BANGOR — It’s normal to see all manner of aircraft around Bangor International Airport.
This summer, there’s been a different kind of vehicle multiplying in that area: construction equipment.
Several projects are underway along Maine Avenue and Godfrey Boulevard and at the airport itself.
The project most obvious to drivers is the construction site at Maine and Godfrey, where a roundabout is being built by Hughes Bros. to supplant the former four-way intersection. (Those heading to the airport should allow an extra five to 10 minutes for construction delays.)
Why a roundabout, more frequently seen in large metropolitan areas?
Bangor City Engineer Art Morgan explained, “It allows for a continuous flow of traffic, which reduces delays and accident rates. Operating a roundabout is less expensive as well. It’s a very efficient way to move multiple lanes of traffic through an area.”
The roundabout is the second one in Bangor, following the one on Maine Avenue built in 2007.
Morgan also detailed the difference between a roundabout and a rotary. “A roundabout has a smaller radius than a rotary, which requires you to slow speeds. The entrance to a roundabout is controlled by a yield sign, rather than the stop sign at a rotary, so the delay to enter is much less,” he said.
Both designs differ considerably from the small circle on Howard Street, which is actually a “traffic-calming device,” meant to slow down speeds on that residential street.
The project, which has a price-tag of just under $1 million, began in early June; Morgan hopes it will be completed by early September. The roundabout already taking shape, but there’s grading, filling, and paving still to go, Morgan said.
After the roundabout is built, Maine Avenue will be repaved by Lane Construction, going .57 miles from Vermont Avenue, around the first roundabout, and across to Griffin Road. That project should run from the first or second week of August through mid-September, Morgan estimated.
Don’t expect roundabouts to become a trend in Bangor.
“There’s only so many spots it would work,” Morgan said. “It’s not a silver bullet that would fix every intersection’s woes.”
Going up nearby on roughly 3½ acres at the corner of Maine and Florida avenues is the new home of Bangor Natural Gas (formerly Bangor Gas).
The 15,000-foot structure, being built by Blane Casey Construction of Augusta, will consolidate the two parts of the company’s Bangor operation: the sales office on Main Street and the service center in the Target Industrial Circle park.
John Coons, manager of marketing and sales for Bangor Natural Gas, explained why the location is perfect for his company. “We were not only looking for high-traffic volume and exposure and a permanent home in the area, but also to be on a high-pressure steel line so that we could install a natural-gas filling station, which may come to fruition shortly. That way we can fill fleets of vehicles with compressed natural gas.”

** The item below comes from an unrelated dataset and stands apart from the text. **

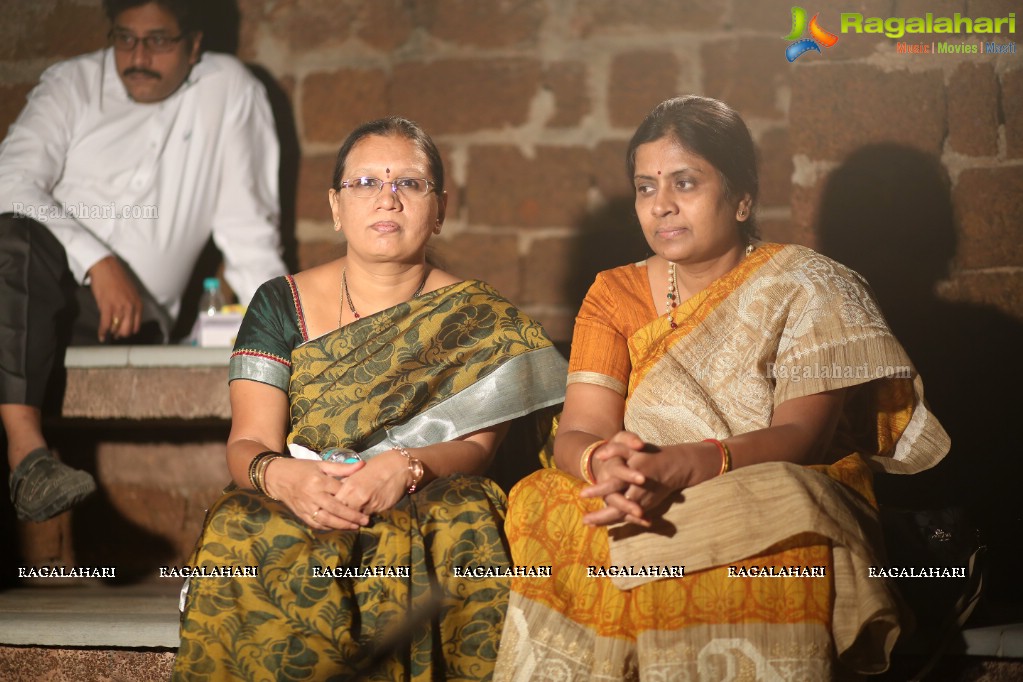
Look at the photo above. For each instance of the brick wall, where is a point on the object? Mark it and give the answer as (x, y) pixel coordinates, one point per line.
(532, 102)
(908, 168)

Construction of the building began in early June and should be completed by November, Coons said.
The airport itself has become a construction zone as well. The Sargent Corp. is rebuilding about 50 percent of the general aviation apron. The ramp, which was originally part of Dow Air Force Base, will be revamped to upgrade its underground drainage system and strengthened to allow use by larger aircraft.
The $5 million project is 90 percent funded by the federal Airport Improvement Program, with the other 10 percent split between the state (7.5 percent) and the city (2.5 percent).
Airport Director Tony Caruso said that the project has meant a lot of coordination and rearranging during summer, the busiest season for general aviation. He estimated that the project, which started in May, will be completed by October, if the weather cooperates.
Another Airport Improvement Program project is the upgrading of three-quarters of the field lighting to LED lights with all-new bases for better visibility and illumination and expanded life, Caruso said.
The $360,000 project should be done by early August, he said.